Groq LPUs join Rubin for speedups
Groq LPUs have been integrated into NVIDIA's Rubin/Vera inference story to target decode and latency layers, with devs reporting up to ~10% gains on some workloads reported. The result is more hybrid LPU+GPU architectures showing up in inference stacks rather than pure‑GPU deployments.

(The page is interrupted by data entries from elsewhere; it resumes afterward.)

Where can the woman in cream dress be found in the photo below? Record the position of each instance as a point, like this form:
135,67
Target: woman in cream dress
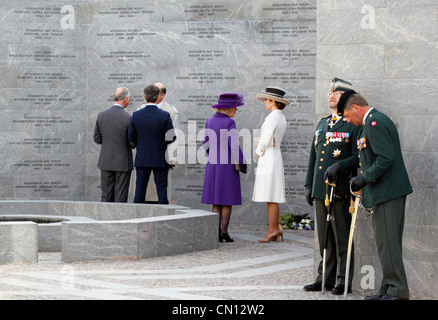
269,184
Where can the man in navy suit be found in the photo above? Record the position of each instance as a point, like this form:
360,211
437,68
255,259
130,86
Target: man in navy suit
115,159
150,131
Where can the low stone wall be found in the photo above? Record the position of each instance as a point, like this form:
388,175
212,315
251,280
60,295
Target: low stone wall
18,242
108,231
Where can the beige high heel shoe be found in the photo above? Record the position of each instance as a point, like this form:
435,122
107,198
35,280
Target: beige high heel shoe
275,235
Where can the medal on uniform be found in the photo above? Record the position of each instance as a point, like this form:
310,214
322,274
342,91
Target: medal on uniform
361,143
317,134
337,137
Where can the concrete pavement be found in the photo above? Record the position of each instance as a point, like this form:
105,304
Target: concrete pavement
242,270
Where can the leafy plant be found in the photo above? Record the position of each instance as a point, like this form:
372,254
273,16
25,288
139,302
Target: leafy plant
296,221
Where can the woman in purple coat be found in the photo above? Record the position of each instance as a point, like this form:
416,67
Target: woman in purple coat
225,160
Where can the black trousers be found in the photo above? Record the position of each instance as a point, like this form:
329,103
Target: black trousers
337,242
115,185
160,178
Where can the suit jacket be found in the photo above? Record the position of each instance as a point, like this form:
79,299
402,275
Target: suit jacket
331,145
150,131
381,160
111,131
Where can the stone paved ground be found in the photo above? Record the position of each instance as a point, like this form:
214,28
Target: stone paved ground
242,270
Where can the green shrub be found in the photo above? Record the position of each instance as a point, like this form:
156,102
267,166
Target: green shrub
296,221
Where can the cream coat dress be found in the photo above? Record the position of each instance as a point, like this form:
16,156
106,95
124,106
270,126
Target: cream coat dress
269,183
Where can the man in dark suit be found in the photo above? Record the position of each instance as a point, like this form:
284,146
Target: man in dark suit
150,131
385,184
115,159
333,157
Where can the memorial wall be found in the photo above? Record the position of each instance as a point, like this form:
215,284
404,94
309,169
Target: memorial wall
62,60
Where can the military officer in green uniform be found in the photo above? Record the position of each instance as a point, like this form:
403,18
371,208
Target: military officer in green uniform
333,156
385,184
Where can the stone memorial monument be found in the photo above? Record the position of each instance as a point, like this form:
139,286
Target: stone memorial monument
61,61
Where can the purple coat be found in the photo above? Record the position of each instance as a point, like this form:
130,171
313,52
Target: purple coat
222,181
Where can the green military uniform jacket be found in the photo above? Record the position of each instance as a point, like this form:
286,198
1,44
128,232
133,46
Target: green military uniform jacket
331,145
381,160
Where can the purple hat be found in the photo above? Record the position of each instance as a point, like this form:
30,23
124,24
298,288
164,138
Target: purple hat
229,100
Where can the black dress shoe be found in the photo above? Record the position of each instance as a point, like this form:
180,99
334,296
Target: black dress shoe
376,296
316,286
391,297
226,237
340,289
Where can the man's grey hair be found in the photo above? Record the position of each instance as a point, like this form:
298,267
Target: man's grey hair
124,93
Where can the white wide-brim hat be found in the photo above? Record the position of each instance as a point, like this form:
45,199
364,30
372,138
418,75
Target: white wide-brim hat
273,93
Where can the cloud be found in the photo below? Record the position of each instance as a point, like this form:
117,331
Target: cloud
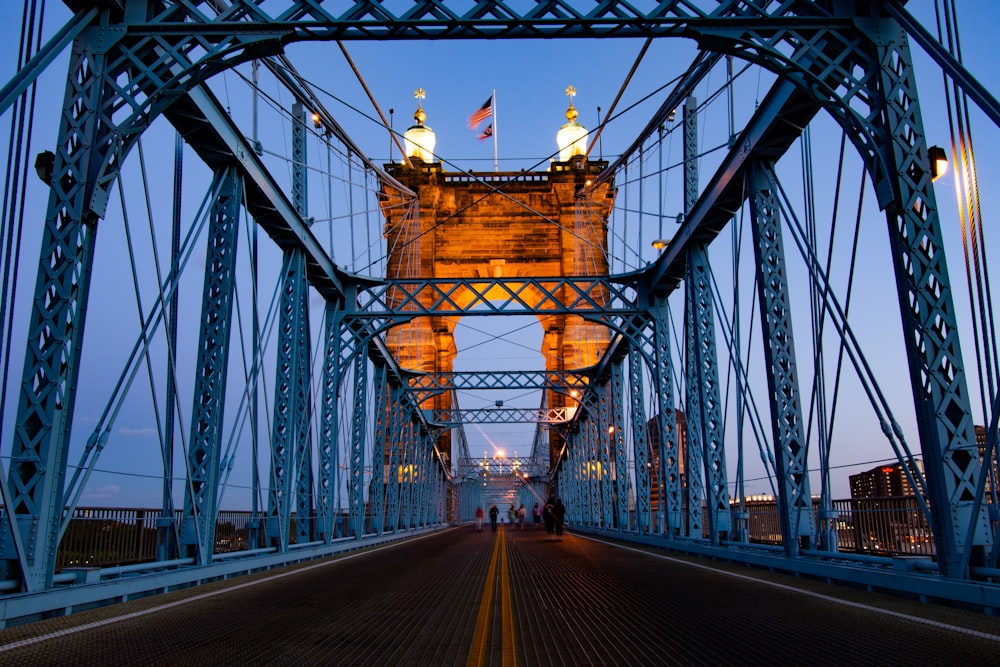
106,492
138,432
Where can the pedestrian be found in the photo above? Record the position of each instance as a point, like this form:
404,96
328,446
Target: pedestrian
559,511
549,518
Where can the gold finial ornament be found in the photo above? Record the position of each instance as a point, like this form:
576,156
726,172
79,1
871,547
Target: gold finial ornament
419,114
419,140
572,137
571,113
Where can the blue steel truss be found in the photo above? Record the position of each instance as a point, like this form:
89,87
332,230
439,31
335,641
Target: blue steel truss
795,501
202,492
127,68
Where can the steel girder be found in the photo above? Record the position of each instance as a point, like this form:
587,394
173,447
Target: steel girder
406,298
329,428
704,403
937,374
619,459
395,459
671,502
790,446
426,384
382,414
640,441
201,495
55,331
301,344
604,446
450,418
356,466
290,402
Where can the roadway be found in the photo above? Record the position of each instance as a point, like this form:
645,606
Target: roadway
514,597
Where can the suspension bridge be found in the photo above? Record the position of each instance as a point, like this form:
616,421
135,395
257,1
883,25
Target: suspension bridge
267,327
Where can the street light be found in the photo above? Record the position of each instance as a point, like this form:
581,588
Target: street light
939,162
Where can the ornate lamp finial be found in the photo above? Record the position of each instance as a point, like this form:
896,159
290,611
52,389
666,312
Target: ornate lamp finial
419,114
571,113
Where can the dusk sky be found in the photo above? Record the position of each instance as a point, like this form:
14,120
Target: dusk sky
530,78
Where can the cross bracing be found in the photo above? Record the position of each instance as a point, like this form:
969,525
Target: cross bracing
129,67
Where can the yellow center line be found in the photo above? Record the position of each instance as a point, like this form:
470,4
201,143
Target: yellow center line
477,652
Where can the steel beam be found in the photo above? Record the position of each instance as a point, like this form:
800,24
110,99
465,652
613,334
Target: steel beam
787,424
201,495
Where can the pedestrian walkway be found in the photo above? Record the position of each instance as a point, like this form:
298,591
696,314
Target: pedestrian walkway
462,597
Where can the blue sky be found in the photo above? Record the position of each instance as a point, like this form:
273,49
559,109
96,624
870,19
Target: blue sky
530,78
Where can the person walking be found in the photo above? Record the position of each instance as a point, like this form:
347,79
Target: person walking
549,518
559,512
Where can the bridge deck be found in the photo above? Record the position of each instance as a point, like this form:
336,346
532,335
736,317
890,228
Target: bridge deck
511,598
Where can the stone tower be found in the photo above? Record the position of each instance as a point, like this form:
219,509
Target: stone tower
505,225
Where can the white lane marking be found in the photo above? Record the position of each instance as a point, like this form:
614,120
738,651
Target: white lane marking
152,610
821,596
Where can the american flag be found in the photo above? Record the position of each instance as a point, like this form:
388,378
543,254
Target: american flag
481,114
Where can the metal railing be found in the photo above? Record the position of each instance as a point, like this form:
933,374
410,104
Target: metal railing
103,537
890,526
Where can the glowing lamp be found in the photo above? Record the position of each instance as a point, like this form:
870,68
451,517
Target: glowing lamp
939,162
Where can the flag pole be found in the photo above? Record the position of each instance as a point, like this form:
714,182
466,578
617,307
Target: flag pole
496,164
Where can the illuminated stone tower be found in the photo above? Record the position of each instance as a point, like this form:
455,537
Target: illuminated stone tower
509,225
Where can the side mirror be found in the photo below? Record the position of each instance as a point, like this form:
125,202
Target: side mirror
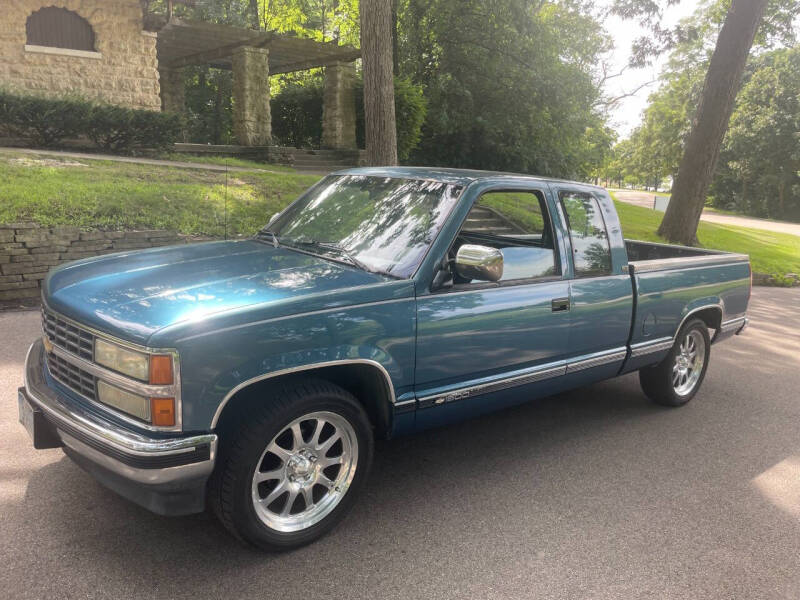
479,262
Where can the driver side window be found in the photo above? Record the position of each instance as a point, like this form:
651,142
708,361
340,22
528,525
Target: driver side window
517,224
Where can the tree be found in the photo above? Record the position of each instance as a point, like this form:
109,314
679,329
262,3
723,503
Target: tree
380,133
711,121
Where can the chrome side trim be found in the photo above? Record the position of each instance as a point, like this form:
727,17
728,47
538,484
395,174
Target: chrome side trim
103,432
356,361
613,356
651,347
737,323
532,375
685,262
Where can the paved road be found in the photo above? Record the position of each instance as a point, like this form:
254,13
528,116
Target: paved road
591,494
646,199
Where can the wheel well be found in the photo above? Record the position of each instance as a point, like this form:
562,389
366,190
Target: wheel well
368,383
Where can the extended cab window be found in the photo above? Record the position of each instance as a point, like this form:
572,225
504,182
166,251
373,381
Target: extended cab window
517,224
587,230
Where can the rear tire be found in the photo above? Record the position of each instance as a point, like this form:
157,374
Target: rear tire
294,467
675,380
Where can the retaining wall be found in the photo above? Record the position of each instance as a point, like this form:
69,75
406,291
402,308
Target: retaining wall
28,251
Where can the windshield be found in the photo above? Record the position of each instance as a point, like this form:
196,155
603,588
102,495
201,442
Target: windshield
379,224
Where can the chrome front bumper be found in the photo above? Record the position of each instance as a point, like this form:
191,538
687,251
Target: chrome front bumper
166,475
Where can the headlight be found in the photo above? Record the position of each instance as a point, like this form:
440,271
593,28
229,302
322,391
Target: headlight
129,403
128,362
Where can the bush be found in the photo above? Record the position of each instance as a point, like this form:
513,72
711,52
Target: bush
49,121
44,121
297,115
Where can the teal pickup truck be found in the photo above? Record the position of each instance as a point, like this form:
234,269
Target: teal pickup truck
254,375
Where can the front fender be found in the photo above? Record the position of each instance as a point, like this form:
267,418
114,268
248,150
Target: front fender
221,362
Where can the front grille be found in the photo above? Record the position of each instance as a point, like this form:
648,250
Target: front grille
67,336
67,374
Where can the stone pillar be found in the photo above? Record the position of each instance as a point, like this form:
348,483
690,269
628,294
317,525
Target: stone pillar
173,93
339,107
252,123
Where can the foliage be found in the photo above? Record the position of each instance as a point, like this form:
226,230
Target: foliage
510,85
49,121
410,108
759,169
44,121
297,114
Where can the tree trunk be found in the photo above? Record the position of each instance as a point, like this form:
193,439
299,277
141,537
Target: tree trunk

The Groq 3 LPX rack is built around 256 Groq 3 LPU accelerators. (developer.nvidia.com) Each Groq 3 LPU packs roughly 500 MB of on‑die SRAM and delivers about 150 TB/s of internal bandwidth versus Rubin GPUs’ 288 GB of HBM4 at ~22 TB/s. (tomshardware.com) At rack scale LPX aggregates ~128 GB of SRAM with roughly 40 PB/s of SRAM bandwidth and a 640 TB/s per‑rack scale‑up interconnect. (tomshardware.com) NVIDIA positions LPX to accelerate latency‑sensitive decode work—explicitly FFN layers and MoE expert execution—while Rubin GPUs continue to handle prefill and decode attention. (developer.nvidia.com) NVIDIA’s own materials claim the Rubin+LPX heterogeneous path can deliver up to 35× higher inference throughput per megawatt and as much as 10× more revenue opportunity for trillion‑parameter models. (developer.nvidia.com) NVIDIA says the Groq 3 LPX rack will ship alongside the Vera Rubin NVL72 family in H2 2026 after its licensing and team integration stemming from the Groq deal. (crn.com)